Lace had never known the Weavers, but she knew the mark of their claws. The indelible stain of their arrogance and ambition across Pharloom. No, this one would never heed her.

Then let them begin the dance, where but one end awaited marionettes on Silken threads. Though the spider had dismissed Lace so rudely, she backed her words with true skill, even after her journey in the rune-cage.

It made for a rare treat. That blade, lacking any mercy for obstacles to its wielder. The ring of their weapons joined, brighter than any bell Lace had ever heard. Their steps matched, action to reaction, spontaneous choreography of survival.

Delicious, indeed.

Lace's enemies underestimated her. Her delicacy deceived; her frail form was taken for granted.

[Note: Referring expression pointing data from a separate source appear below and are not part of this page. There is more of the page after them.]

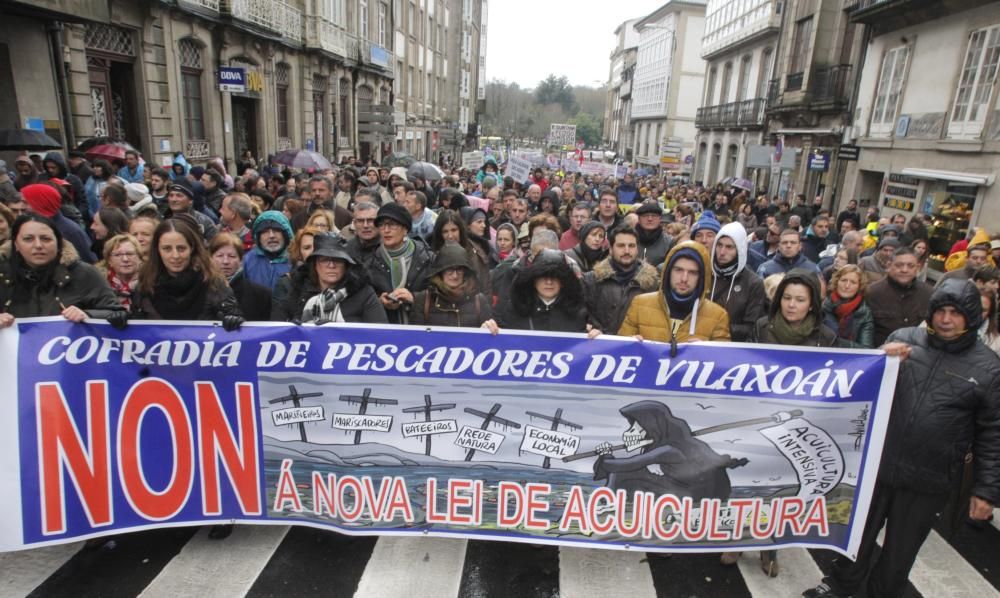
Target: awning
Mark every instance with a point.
(969, 178)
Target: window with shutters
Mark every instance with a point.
(191, 71)
(975, 86)
(888, 92)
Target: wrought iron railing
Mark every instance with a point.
(748, 113)
(830, 84)
(793, 82)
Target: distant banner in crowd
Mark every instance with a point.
(563, 135)
(607, 443)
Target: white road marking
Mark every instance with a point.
(218, 568)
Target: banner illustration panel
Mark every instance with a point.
(389, 430)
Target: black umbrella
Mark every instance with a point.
(26, 139)
(398, 159)
(424, 170)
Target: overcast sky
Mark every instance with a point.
(529, 39)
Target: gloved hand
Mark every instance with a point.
(119, 320)
(231, 322)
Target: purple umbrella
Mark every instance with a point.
(303, 159)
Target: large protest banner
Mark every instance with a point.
(608, 443)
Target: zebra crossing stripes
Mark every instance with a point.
(587, 572)
(406, 567)
(23, 571)
(204, 569)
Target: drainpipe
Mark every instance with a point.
(55, 29)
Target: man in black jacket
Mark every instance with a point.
(947, 400)
(614, 281)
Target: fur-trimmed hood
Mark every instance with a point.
(68, 257)
(647, 278)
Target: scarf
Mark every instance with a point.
(792, 334)
(648, 237)
(624, 276)
(123, 290)
(324, 307)
(398, 261)
(179, 297)
(844, 310)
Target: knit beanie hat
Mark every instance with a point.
(43, 199)
(706, 222)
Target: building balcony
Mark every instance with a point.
(328, 36)
(745, 114)
(829, 89)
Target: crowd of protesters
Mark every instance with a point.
(653, 258)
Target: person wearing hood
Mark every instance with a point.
(268, 260)
(680, 310)
(705, 229)
(27, 172)
(44, 199)
(55, 168)
(654, 244)
(41, 275)
(789, 256)
(592, 247)
(181, 200)
(180, 168)
(946, 400)
(612, 284)
(796, 314)
(734, 286)
(816, 238)
(876, 264)
(546, 296)
(330, 287)
(627, 191)
(134, 169)
(454, 296)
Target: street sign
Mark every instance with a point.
(849, 153)
(819, 162)
(232, 79)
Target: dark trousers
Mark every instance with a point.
(908, 517)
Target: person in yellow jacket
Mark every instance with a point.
(680, 311)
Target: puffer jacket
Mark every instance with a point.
(944, 403)
(740, 293)
(607, 299)
(75, 283)
(649, 315)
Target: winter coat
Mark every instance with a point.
(360, 306)
(380, 276)
(944, 403)
(217, 303)
(649, 315)
(861, 331)
(894, 307)
(779, 264)
(525, 311)
(432, 308)
(608, 300)
(254, 300)
(657, 251)
(821, 336)
(75, 284)
(77, 192)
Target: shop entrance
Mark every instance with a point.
(245, 126)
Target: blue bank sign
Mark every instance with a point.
(232, 78)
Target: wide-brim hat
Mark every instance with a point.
(332, 246)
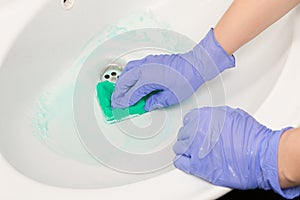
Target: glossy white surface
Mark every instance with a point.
(28, 167)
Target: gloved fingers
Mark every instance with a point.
(190, 116)
(183, 163)
(125, 82)
(161, 99)
(188, 131)
(181, 147)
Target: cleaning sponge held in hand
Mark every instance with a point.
(104, 92)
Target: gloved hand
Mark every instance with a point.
(176, 76)
(228, 147)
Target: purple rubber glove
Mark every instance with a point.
(228, 147)
(175, 76)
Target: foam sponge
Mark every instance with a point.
(104, 91)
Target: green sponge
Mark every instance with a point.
(104, 92)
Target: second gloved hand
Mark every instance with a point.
(176, 77)
(228, 147)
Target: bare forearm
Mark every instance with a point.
(289, 158)
(245, 19)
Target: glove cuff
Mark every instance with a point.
(269, 167)
(216, 52)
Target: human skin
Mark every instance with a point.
(242, 22)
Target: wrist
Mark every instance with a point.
(268, 165)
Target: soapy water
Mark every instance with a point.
(69, 121)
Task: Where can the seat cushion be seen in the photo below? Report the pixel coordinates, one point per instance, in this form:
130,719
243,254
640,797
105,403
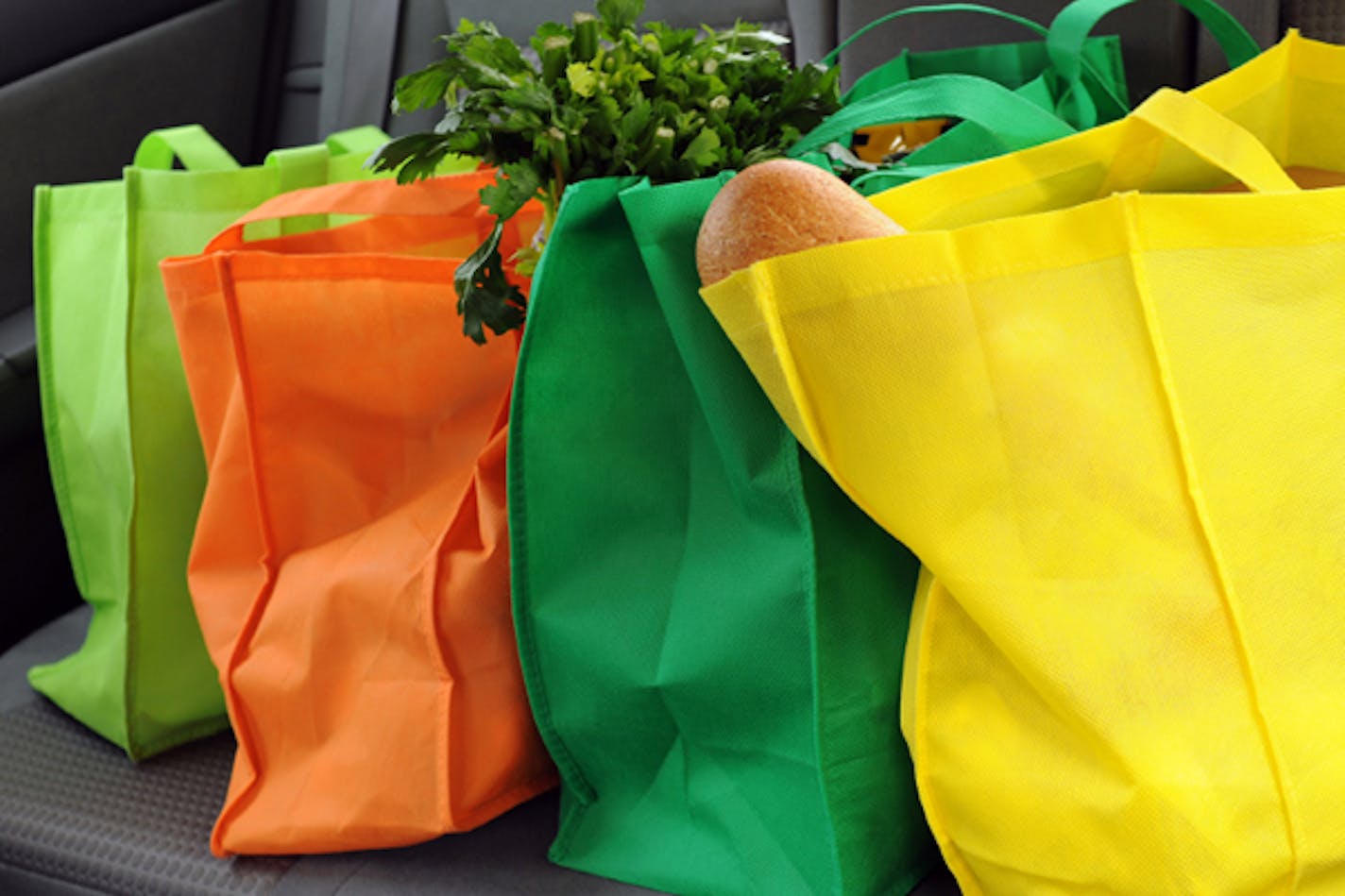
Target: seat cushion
77,817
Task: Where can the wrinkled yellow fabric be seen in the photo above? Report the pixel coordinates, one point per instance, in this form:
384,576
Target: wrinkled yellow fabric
1106,408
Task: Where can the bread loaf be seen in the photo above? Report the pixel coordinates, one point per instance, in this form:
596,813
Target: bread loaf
776,208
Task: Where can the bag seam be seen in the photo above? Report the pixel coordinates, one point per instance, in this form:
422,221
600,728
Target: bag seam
1195,494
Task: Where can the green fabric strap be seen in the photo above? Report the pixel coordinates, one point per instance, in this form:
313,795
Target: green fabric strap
830,59
190,144
968,97
1072,25
362,140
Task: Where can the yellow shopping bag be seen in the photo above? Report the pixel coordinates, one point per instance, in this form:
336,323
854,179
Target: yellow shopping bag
1104,402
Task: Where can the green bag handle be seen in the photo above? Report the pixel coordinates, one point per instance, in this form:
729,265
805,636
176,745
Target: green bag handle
362,140
307,165
1072,25
831,58
301,167
1079,63
190,144
978,100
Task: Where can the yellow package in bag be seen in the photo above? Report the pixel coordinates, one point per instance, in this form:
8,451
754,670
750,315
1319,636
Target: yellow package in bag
1104,402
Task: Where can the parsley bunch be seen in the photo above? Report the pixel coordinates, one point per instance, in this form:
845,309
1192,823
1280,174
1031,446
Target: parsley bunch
596,98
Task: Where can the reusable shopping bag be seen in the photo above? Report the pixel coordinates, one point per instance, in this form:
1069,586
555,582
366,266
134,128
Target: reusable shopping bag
1074,79
710,632
1099,396
123,448
349,566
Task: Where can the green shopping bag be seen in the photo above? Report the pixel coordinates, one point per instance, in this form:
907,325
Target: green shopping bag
710,633
1075,79
126,459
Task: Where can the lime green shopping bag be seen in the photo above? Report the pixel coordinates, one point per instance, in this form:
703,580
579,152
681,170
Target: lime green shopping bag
126,459
710,632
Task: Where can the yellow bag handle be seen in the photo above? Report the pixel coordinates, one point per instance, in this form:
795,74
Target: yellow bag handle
1217,139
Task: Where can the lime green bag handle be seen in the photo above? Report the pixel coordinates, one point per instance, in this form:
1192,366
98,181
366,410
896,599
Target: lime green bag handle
342,154
978,100
190,144
1072,25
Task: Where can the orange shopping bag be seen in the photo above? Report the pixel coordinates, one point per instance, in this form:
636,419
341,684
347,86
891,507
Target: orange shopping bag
349,566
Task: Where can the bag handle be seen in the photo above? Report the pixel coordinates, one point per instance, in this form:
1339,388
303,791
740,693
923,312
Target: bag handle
443,196
978,100
1072,25
1217,139
190,144
362,140
830,59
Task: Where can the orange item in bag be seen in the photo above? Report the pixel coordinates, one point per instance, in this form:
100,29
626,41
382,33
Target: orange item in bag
349,566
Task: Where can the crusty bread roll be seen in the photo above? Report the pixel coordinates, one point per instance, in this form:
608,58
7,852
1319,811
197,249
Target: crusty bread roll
780,206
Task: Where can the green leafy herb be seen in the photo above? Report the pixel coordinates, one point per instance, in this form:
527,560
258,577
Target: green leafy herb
603,97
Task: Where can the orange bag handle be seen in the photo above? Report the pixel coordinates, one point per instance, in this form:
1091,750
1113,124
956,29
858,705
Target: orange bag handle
444,196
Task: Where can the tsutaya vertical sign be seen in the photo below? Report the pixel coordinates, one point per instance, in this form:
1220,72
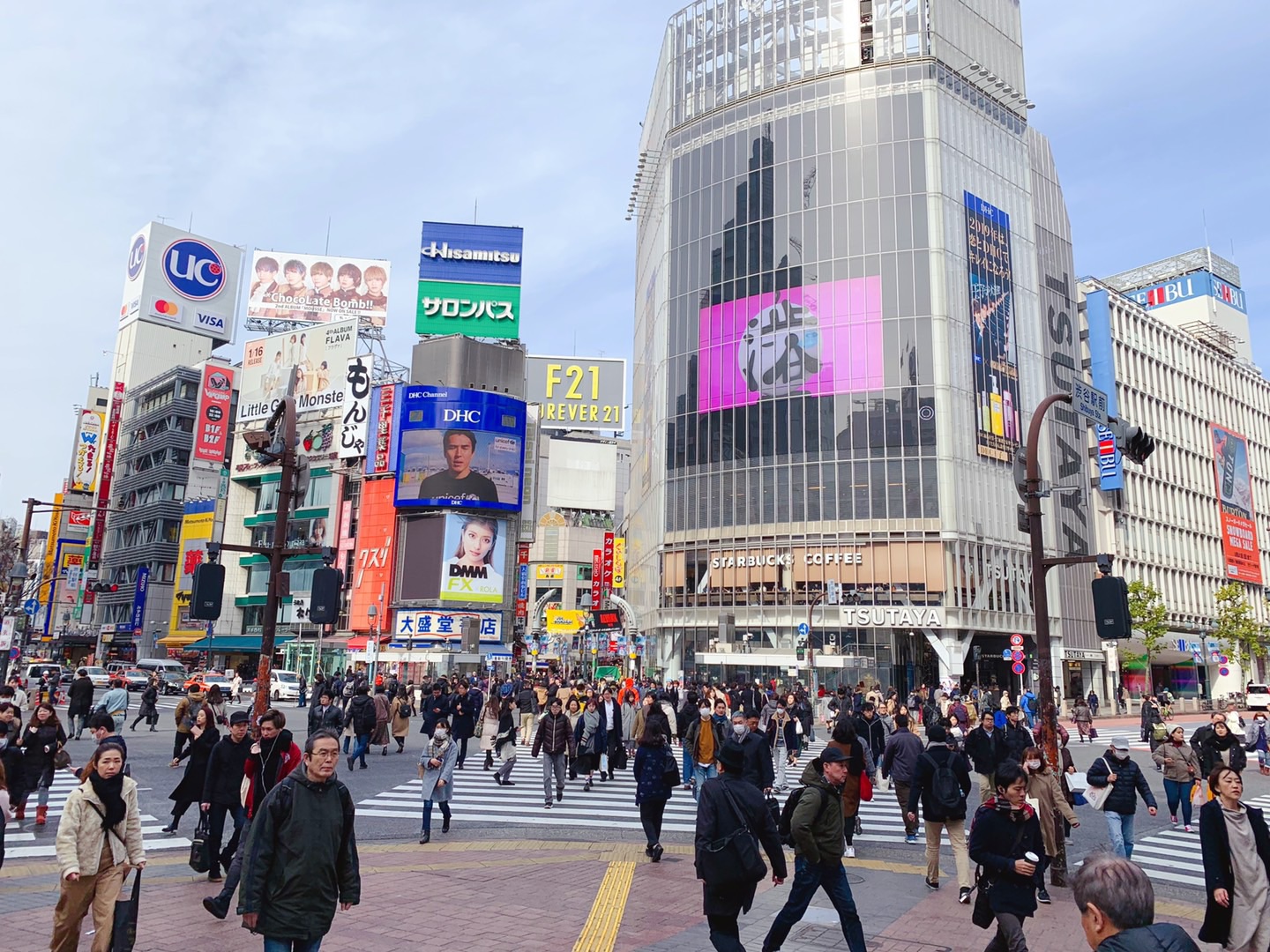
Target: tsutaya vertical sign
357,407
103,490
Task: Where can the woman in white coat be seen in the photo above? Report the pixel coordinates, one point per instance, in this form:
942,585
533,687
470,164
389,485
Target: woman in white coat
437,772
98,841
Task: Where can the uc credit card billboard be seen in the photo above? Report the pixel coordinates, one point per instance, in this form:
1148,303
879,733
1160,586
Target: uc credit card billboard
460,449
1235,499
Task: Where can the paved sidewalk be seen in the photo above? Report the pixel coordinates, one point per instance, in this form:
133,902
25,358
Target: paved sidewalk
542,895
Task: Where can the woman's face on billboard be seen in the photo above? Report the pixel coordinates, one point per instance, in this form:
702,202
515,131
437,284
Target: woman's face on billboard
478,539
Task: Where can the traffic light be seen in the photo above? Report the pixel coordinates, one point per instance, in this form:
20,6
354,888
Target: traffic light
1138,444
206,591
1111,607
324,596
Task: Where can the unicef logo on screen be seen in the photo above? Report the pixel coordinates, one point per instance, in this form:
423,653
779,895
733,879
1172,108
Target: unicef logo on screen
193,270
136,257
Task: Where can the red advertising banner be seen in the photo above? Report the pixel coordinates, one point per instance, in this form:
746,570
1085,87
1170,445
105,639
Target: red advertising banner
597,576
608,582
522,574
1235,502
213,427
103,487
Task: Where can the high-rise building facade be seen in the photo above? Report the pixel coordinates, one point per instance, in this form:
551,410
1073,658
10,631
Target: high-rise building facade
854,282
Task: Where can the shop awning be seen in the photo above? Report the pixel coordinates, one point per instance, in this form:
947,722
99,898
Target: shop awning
235,643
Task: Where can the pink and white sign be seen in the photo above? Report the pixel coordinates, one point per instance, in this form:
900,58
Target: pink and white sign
818,339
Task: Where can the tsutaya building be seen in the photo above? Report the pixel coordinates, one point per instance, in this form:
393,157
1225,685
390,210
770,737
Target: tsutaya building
854,280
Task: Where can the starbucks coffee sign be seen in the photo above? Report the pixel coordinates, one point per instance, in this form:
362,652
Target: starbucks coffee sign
892,617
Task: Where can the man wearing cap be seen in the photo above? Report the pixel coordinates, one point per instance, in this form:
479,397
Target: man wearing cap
225,770
727,805
818,844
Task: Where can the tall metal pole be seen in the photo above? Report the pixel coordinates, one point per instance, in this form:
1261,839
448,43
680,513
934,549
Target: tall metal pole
277,555
1041,603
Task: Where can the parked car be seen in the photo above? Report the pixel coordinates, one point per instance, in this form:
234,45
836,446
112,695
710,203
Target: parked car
283,686
133,680
1258,697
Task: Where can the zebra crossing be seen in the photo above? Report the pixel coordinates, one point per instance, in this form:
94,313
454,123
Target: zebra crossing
608,805
22,841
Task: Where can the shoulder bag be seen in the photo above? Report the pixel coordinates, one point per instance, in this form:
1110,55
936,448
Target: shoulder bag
1097,796
733,859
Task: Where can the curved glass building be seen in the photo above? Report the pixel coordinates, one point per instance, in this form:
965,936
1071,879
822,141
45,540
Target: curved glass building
854,282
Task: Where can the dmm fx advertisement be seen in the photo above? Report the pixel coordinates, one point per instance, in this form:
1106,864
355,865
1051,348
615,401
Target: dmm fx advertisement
992,326
1235,498
475,548
308,365
460,449
585,394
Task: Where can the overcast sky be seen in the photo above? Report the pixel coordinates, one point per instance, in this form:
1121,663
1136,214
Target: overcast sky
263,126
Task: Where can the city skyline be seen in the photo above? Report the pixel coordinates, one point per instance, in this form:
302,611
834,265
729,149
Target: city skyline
129,133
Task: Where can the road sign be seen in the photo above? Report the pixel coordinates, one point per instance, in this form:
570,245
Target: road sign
1088,401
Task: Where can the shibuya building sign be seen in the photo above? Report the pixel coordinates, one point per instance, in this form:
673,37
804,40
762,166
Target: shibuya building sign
785,560
892,617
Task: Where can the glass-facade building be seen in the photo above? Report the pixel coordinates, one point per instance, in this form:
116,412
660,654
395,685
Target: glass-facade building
854,279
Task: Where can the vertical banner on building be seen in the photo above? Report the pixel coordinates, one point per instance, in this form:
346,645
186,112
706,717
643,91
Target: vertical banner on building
608,584
213,424
597,576
992,326
620,562
103,487
138,600
355,419
1235,499
522,582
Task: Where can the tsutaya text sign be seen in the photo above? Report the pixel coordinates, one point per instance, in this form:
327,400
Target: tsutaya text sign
892,617
750,560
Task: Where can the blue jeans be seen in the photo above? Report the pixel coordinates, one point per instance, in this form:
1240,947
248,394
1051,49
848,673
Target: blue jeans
1120,827
1180,791
808,877
291,945
362,743
700,775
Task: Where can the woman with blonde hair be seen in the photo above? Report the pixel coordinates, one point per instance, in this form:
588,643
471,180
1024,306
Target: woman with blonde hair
98,842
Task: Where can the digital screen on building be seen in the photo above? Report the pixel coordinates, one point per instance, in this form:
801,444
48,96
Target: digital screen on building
992,326
460,449
1235,498
818,339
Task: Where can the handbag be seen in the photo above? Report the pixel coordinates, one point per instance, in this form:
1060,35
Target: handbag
123,936
733,859
1097,796
199,850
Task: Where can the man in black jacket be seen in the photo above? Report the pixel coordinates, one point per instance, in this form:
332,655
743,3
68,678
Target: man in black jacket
716,819
941,781
222,792
80,695
987,750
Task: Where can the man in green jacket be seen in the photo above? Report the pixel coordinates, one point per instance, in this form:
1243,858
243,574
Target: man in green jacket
288,894
817,830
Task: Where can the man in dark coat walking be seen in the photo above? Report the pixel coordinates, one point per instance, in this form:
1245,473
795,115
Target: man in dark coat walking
716,819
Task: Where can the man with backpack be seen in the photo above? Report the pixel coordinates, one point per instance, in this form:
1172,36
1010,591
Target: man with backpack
900,762
811,822
941,782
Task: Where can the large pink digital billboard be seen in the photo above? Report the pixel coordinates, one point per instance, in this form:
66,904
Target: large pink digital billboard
818,339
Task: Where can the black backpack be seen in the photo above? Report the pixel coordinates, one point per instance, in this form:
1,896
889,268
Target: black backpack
787,822
945,788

This was so refreshing, she wondered if it was what breathing felt like.

At least, until Lace realized too late that she risked being truly torn — damaged in way she would have to justify. An undignified end to her indulgence: she ran, following the fading echoes of her own scream.

Lace had tried, but who listened to her? What a taste this spider must have for her own suffering! Well, there would be plenty. Perhaps they could savor it together.

* * *

Hornet, cutting her way through down in the docks, had not expected one like this. She did not know, precisely, the nature of her foe. But she could never mistake the scent of pale strength.

This one was not unlike herself.

Or rather — this one was familiar, that rare scent on a being who was no god, or not one yet. Divinity in potential. Already Hornet had seen, and begun to understand, what worked its strangling will over this doomed land.

Now, such a creature appeared before her, offering her a tangled sort of mercy. Hornet had neither patience for nor interest in such prattle.

She readied her weapon, faced her foe, and called her what she was.

Your threats are worthless, child.

Whose child, Hornet did not know. She would have to win, if she wanted to learn. Such was the way of it.

It was a worthy battle. This one understood her own blade as well as Hornet did her needle. Against another opponent, the pale creature might well have delivered on her promises.

Hornet wished she could have savored the encounter, but her own weakness harried her. She had to win quickly: to learn, to survive, to press on. She had to finish it before her long captivity began again to drag at her limbs.

She drove her foe back, found rest beyond. Regained a little strength. She traveled onward.